By Joel Greenberg
Friday, February 18, 2011; 3:41 PM
JERUSALEM - Clashes erupted Friday in the Jordanian capital, Amman, when about 300 protesters calling for political reforms were set upon by government supporters armed with metal rods and sticks as police stood by, participants said. At least eight people were reportedly injured.
It was the first time protesters have been attacked during demonstrations in Amman for political and economic change, which have been held for the past several Fridays.
"We were not calling for the downfall of the regime but for an elected government, democratic laws, opening the corruption files and against the peace agreement with Israel," said Muwafak Mahadeen, a newspaper columnist and activist who was at the protest outside the Al-Husseini mosque in downtown Amman.
"About 150 people, who looked just like the thugs at Tahrir Square, attacked demonstrators with metal rods, sticks, plastic pipes and stones, and the police did not intervene," Mahadeen said in a telephone interview. "That number of people could only have been mobilized by the security forces."

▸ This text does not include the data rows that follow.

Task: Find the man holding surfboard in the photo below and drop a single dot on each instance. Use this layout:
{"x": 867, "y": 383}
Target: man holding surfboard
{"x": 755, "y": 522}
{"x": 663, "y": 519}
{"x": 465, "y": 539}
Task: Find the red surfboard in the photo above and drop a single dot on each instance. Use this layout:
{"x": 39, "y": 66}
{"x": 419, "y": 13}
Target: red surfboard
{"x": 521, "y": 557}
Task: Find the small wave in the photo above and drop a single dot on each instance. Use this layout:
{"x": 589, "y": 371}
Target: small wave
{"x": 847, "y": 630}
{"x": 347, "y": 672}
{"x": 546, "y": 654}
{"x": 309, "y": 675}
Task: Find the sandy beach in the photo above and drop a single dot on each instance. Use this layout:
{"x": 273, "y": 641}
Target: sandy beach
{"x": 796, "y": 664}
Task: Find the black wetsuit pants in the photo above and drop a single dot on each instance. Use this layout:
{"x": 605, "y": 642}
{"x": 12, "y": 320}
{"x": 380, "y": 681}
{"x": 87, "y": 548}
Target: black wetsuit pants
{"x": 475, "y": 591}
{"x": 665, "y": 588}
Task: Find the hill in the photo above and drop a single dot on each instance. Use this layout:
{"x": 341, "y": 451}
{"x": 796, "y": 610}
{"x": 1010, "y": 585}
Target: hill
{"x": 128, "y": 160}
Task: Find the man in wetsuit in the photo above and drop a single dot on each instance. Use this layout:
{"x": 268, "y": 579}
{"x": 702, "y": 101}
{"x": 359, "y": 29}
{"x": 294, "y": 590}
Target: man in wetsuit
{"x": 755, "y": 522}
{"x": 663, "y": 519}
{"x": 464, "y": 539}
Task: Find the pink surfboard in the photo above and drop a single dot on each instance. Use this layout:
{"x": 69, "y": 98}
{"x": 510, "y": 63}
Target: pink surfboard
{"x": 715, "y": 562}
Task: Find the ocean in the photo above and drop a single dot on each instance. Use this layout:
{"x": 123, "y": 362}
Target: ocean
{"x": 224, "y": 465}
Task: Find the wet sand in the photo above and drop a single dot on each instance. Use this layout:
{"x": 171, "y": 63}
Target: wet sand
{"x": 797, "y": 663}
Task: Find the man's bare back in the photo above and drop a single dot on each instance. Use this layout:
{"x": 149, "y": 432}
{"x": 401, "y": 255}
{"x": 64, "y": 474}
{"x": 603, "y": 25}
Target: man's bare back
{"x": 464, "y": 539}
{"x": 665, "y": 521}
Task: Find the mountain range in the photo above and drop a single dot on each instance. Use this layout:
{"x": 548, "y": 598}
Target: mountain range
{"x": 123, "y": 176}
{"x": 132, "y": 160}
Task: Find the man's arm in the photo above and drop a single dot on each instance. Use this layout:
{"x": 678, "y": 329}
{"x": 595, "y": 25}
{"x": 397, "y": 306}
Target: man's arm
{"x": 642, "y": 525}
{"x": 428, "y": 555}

The government supporters had trailed the protesters, shouting slogans in support of King Abdullah II, and when they attacked, the demonstrators scattered and took shelter in surrounding shops, witnesses said. Mahadeen said that his arm was fractured and that his son, a movie producer, was struck on the head.
Information Minister Taher Adwan said the assault took security forces at the scene by surprise.
"The government condemns this incident. The protest was peaceful, and what the assailants did is a violation of civil liberties," he said in a statement. Adwan added that the government would conduct an investigation to discover the identity of the assailants and that it "re-affirmed its commitment to undertake political reforms, particularly of the laws governing civil liberties."
Under pressure from the street protests, Abdullah this month replaced the prime minister, ordered speedy reforms and met with the largest opposition group, the Muslim Brotherhood, in an effort to broaden political dialogue.
Greenberg is a special correspondent.